In an unusual move, the project--although a 2020 release--was tapped in pre-release as one of the Top 10 Albums of 2019 by Classic Christian Rock Magazine, which extols the project's sweet melodies, direct lyrics, and Schlitt's seemingly ageless vocal prowess. GO joins chart-toppers and fan favorites on CCR's 2019 "Best Of" list, including projects by Newsboys, Michael Sweet, David & the Giants, and Guardian's Jamie Rowe.
Schlitt's vocals have arguably never been in better form. With production and engineering by Dan Needham, John Lawry, and Mark Lee Townsend, combined with savvy songwriting collaborations with the likes of Needham, Lawry, Townsend, Jerry McPherson, Scott Bernard, Jeff King, Scott Faircloff, Ryan Horn, and Chuck Anderson, and A-list musicianship from some of Nashville's finest, GO is a tour de force of straight-up, spiritually astute rock 'n' roll. It's the kind of album that sounds great the first time through, then gets better each time you listen to it.
The title track eases you into the groove, with a deceptive acoustic guitar and bongo line that builds in intensity, with the not-so-subtle message to get up and do something. "As Christians, we have been sitting around for too long," Schlitt declares. "We are blessed, but with blessings come responsibility. What is God calling you to do? Do it!"

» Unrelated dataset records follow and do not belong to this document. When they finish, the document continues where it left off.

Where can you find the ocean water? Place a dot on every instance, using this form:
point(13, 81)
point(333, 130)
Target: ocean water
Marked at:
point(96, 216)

If there was any question about the rock 'n' roll nature of the project, Schlitt answers emphatically on "Feel It," the first single. Thundering toms, driving guitars, and Schlitt's signature grit and gravel vocals undergird the song's clarion call to "have a little faith."
Schlitt struts confidently into classic arena rock territory on "Takin' It Higher," then pulls back on the piano-driven rock ballad, "Fighting the Fight." "Life is a fight," Schlitt muses. "Without Christ, you're wasting your time. With Christ, the battle is already won. You just have to go forward and do what God's put on your heart to do."
Fuzzy distortion and a techno vibe enhance "Just Let Go," a thumping, Beach Boys-esque rocker with a message of trusting God when you can't see the next step. The tune segues effortlessly into the loopy, cautionary prog-rocker, "Time Keeps Rollin.'" Then, Schlitt proves he can groove with best of them on the Motown-inspired "Where Would I Be," that will have you wondering if the California Raisins are singing background vocals. "'Where Would I Be' is just one of those songs I've always wanted to do," Schlitt grins. "The music style is fun and the title says it all."
"Find a Way," which finds Schlitt exploring the softer side of acoustic rock 'n' roll, is a song that would not feel out of place on a Crosby, Stills & Nash album. Ripped-from-the-headlines lyrics, thudding drums, tasty electric guitar licks, and passionate vocals underscore the in-your-face message of "Fake News."
If Stallone ever decides to do another Rocky movie, "Let's Go" could easily be the theme song. "Are you fighting for truth or illusion?" Schlitt wails. "I am a fighter on my way / There is no time to hesitate. / Let's go!"
Schlitt closes the project with a playful bonus track, "Not Dead Yet." The singer, whose career has spanned more than half a century, proves he can not only run with the big dogs, he can still compete with the young pups in an industry that is increasingly youth-centric.
Ultimately, GO is a declaration of movement. Sometimes that movement is a forward motion, and sometimes the movement takes a momentary pause as we wait for direction. Either way, GO is not an invitation to sit in our comfort zone and do nothing.
"We're either going forward or idling in expectation of God's direction," Schlitt says. "And when the time comes to go--then we GO!"